I want her fire. Her playfulness. Her sass. Her spark.

She calms Kylian like no one ever has.

She lifts up Locke when he’s down, peeling back the layers of pain and resentment he wears like armor.

She pushes me, tests the limits of my patience, and obliterates my sense of control. Who I am, how I carry myself, takes on a different shape when she’s near. I’m a rubber band that’s been stretched a little too far. Paint that’s been watered down until it’s a different color completely.

When I’m with her, I’m practically unrecognizable to myself. I should hate it. I should want nothing more than to get her out of our lives for good and forget she even exists.

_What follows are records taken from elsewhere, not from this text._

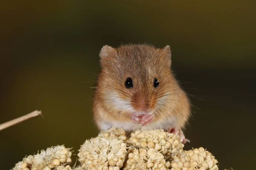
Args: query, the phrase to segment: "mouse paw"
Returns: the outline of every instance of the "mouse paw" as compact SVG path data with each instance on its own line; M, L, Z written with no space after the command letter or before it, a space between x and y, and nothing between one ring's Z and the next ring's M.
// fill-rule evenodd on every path
M143 115L140 121L140 124L143 126L146 126L153 122L154 117L154 116L151 115Z
M134 114L133 114L131 115L131 119L132 122L134 123L139 124L140 123L142 117L141 116L137 116Z
M190 142L190 141L187 139L186 139L183 133L183 131L181 129L177 129L177 128L169 128L168 130L168 132L175 134L176 135L180 136L180 139L184 144L186 142Z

Only I want the complete opposite. That’s the truth I’m beginning to accept. She’s worked her way into parts of me I didn’t think existed anymore. Warm parts. Soft parts. Emotions I’ve never experienced before bubble to the surface when I’m with her. That alone has significant implications.

Dr. Ferguson’s position has surely influenced the level of care Josephine is receiving. And probably the blind eye that’s been turned at the number of non-blood related visitors in and out of her room.

“You’re sure this isn’t part of some bigger scheme to get in our heads before the game on Saturday?”

I hold Kendrick’s gaze, searching for the heart of his question. Is he concerned about Greedy and Hunter pulling one over on us, or is he looking for any excuse to get rid of the girl?

“I’m not sure,” I admit. “But we’ve been a fucking mess since she went missing. All of us. I can’t even imagine what she’s been through or how this is going to play out. If we have a chance to get her back and make this right, we need to take it.”

“Fifty-nine,” Kylian declares, pocketing his phone. “It took thirty-eight seconds to walk from her room to here. I’m going back now, and none of you are going to stop me.”

His delivery is eerily calm and authoritative, albeit unnecessary. We all know better than to push. He’s clearly a man on the edge—none of us want to watch him tumble.

“I’m going, too,” Locke announces, rising to his feet.

He stretches his arms overhead and winces.

He tries to cover the reaction, tries to hide the pain.

It’s useless. I know him too well not to gauge his pain level from that move alone.

But I’ll let him conceal it for now. He knows damn well we’d all try to convince him to rest if he was up front about it.

Three days until game day, and we’re a mess.

I stand as well, looking from Kyl to Locke, then warily at Kendrick.

Hands still on his knees, he bows his head in a seemingly silent prayer. When he sits up and meets my gaze, his intentions are etched in every line of his face.

Without a word, I hold out a hand and pull him to his feet, slapping him on the shoulder once he’s upright.

“K, you don’t have to come with us if you—”

Kendrick cuts off Locke with a menacing glare.

“Is she your girl?”

Locke’s eyes widen, and he shoots a look at Kylian, then me. “Well, she…”

“She’s my girl,” Kylian declares as his phone alarm blares. He holds it up for emphasis before silencing it. The hour’s up. “She’s his girl, too,” he adds, jutting his chin toward Locke.

He doesn’t bother looking my way. I can’t make any sort of claim on her. At least not yet.

“Well, you’re my boys,” Kendrick reasons, nodding at me. “All of you. We’re a family. And family protects their own. Let’s go get our girl.”